A Python-based wine recommender system that uses 3 different data sources to obtain user ratings on wines (i.e. scores and comments) along with wine attribute data (such as wine name, vintage, primary grape varietal, region/appellation and price). Different ML recommendation engines were generated through the use of item-user similarity models and numerous matrix factorization models. The models were built and evaluated by using the GraphLab Create machine learning framework.
Phase Two of the project will involve enhancing the recommender through the use of Google's Natural Language APIs to extract text comments from the user wine reviews and perform sentiment analysis.

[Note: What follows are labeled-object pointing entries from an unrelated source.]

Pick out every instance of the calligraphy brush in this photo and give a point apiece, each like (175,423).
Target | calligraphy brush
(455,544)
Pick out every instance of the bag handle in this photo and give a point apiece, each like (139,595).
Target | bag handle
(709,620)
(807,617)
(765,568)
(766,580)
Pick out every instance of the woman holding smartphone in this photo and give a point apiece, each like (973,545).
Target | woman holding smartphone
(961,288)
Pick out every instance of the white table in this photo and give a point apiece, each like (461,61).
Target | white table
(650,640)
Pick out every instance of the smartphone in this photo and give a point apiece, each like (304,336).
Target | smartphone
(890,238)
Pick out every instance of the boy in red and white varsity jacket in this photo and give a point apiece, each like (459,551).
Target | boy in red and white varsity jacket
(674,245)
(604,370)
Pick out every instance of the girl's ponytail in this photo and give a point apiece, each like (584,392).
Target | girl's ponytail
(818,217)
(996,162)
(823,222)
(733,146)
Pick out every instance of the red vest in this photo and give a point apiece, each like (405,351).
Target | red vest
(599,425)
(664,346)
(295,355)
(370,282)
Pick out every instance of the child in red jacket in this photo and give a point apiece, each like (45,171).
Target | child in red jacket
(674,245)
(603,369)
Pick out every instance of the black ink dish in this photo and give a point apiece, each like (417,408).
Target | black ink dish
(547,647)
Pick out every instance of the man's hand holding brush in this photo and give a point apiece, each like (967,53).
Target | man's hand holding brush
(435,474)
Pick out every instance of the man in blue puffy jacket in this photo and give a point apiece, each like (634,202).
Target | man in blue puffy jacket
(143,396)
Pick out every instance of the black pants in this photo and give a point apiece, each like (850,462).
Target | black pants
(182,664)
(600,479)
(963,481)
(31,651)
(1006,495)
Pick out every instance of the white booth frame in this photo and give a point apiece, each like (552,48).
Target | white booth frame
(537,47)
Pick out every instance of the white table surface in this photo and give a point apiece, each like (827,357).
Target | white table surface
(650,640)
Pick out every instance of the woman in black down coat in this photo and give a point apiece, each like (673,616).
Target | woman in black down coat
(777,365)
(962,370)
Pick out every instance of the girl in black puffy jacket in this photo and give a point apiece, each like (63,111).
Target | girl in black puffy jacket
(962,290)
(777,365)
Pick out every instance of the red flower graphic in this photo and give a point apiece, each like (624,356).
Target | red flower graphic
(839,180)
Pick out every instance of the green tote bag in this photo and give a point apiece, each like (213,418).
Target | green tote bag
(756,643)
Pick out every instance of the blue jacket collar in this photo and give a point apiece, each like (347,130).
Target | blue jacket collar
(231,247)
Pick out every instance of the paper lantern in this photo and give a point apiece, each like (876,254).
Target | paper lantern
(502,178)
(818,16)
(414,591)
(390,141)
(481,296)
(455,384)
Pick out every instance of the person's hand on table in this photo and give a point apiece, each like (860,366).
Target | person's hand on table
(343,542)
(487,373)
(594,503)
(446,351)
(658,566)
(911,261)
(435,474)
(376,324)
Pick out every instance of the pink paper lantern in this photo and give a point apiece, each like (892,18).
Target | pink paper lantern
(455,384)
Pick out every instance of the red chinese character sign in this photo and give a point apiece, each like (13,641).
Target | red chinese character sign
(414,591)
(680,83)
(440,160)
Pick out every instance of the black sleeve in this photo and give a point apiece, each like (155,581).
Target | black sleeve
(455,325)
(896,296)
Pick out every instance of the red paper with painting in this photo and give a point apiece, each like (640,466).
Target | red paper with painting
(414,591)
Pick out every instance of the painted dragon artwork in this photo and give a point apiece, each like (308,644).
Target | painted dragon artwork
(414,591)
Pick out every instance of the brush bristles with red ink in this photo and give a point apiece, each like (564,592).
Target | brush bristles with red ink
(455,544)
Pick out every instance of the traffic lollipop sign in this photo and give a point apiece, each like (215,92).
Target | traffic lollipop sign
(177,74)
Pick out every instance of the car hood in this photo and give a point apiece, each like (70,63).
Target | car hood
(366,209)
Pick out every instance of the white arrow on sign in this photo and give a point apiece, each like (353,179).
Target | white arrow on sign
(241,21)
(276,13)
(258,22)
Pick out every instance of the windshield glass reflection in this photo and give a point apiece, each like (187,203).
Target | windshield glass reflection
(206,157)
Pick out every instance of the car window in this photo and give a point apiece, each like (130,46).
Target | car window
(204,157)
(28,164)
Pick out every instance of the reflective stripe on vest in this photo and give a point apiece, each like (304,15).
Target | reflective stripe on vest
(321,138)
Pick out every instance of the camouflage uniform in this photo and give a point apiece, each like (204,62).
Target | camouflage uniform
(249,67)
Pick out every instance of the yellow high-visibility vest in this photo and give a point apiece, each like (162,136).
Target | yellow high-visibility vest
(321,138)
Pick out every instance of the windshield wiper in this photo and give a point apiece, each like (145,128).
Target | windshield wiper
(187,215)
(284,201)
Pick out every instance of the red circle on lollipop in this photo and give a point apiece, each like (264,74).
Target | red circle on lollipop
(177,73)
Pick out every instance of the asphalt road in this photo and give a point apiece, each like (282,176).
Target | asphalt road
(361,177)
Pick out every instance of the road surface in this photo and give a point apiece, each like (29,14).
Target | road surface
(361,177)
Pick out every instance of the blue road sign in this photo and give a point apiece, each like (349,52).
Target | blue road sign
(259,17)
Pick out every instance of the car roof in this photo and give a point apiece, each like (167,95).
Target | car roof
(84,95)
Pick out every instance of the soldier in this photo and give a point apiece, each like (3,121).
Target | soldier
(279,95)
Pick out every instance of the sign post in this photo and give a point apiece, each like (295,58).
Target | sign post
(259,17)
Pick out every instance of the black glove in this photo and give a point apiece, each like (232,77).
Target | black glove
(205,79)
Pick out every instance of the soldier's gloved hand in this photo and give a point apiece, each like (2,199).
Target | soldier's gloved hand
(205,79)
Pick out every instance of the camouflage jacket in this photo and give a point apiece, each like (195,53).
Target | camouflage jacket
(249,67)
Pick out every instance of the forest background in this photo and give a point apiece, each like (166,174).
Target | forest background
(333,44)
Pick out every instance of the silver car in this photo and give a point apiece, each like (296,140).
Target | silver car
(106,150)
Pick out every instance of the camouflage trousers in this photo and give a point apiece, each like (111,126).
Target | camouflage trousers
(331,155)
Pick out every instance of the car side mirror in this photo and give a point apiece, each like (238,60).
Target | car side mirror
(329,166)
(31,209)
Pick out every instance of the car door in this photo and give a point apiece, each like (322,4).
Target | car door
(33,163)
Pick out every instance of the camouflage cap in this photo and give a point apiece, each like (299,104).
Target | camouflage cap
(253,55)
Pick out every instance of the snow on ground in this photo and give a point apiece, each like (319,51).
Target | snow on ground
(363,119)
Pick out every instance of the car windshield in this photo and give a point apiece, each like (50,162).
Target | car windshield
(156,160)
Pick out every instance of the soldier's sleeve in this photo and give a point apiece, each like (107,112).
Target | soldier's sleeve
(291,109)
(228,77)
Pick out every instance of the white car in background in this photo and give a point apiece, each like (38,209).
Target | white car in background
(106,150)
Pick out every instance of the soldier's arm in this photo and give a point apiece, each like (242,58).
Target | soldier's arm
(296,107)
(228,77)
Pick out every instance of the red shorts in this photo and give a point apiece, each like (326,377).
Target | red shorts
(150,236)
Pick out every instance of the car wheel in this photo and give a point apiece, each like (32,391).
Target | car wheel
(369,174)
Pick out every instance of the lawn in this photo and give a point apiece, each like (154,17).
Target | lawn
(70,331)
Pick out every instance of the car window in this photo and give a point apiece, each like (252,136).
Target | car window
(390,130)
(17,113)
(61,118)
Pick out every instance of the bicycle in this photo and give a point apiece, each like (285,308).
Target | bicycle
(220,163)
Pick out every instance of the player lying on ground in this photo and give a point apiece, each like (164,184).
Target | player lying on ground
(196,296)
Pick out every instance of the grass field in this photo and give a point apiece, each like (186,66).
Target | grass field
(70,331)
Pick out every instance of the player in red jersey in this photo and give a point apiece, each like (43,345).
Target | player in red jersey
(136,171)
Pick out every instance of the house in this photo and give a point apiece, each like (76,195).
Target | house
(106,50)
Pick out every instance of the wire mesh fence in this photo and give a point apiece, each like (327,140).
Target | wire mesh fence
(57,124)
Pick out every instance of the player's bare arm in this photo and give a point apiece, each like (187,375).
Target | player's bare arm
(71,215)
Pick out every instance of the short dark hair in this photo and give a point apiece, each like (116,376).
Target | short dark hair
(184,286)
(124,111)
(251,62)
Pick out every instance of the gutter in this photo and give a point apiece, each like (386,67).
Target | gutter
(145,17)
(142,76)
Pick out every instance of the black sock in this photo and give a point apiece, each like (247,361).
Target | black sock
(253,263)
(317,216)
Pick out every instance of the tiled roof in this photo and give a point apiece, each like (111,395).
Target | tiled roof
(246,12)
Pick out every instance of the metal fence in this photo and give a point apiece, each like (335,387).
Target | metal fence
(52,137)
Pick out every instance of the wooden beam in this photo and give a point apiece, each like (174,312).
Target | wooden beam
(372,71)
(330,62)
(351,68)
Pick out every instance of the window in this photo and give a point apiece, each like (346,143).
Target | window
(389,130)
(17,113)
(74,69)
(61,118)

The hope is that this will further enhance the quality of the recommendations.
-
scrapers:
contains the different scripts that were used for scraping the target web-sites. Primary tools used included: Selenium, Tor and Beautiful Soup. -
clean_eda:
contains scripts used for data cleaning and analysis. Primary tools used included: Pandas, Regex and Matplotlib. -
recommenders:
contains scripts used for generating the different recommendation models. Primary tools used included: GraphLab Create. -
sentiment_analysis:
contains scripts used for performing sentiment analysis. Primary tools used included: Watson Alchemy Sentiment Analysis API.
The Perfect Pour Overview PDF file contains charts that provide a short overview of the project.